Luis Carlos Álvarez
- Country (sports): Mexico
- Born: 3 September 2004 (age 22) Mexico City, Mexico
- Height: 1.75 m (5 ft 9 in)
- Plays: Right-handed (two-handed backhand)
- College: Oklahoma
- Coach: Diego Marañon
- Prize money: US $60,027

Singles
- Career record: 2–2 (at ATP Tour level, Grand Slam level, and in Davis Cup)
- Career titles: 0
- Highest ranking: No. 533 (29 September 2025)
- Current ranking: No. 762 (21 September 2026)

Doubles
- Career record: 1–2 (at ATP Tour level, Grand Slam level, and in Davis Cup)
- Career titles: 0
- Highest ranking: No. 412 (21 September 2026)
- Current ranking: No. 412 (21 September 2026)

= Luis Carlos Álvarez =

Mexican tennis player (born 2004)

Luis Carlos Álvarez Valdés (born 3 September 2004) is a Mexican tennis player. He has a career high ATP singles ranking of world No. 533 achieved on 29 September 2025 and a career high ATP doubles ranking of No. 412 achieved on 21 September 2026.

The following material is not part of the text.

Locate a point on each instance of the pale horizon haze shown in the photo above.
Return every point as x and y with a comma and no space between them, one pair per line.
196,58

Álvarez plays college tennis at Oklahoma.

He also represents Mexico at the Davis Cup, where he has a win-loss record of 1–0.

==Career==
Álvarez made his ATP main draw debut after receiving a wildcard for the singles qualifying draw and for the doubles main draw of the 2023 Los Cabos Open. He won his first qualification singles match defeating Brazil's Eduardo Ribeiro but lost the second match in three close sets 7–5, 5–7, 6–4.

Álvarez made his singles debut in the main draw of the 2025 Los Cabos Open. This marked the first time in the nine editions of the tournament in Los Cabos there were four Mexicans in the singles main draw.
He defeated James McCabe in the first round to record his first ATP win outside of the Davis Cup.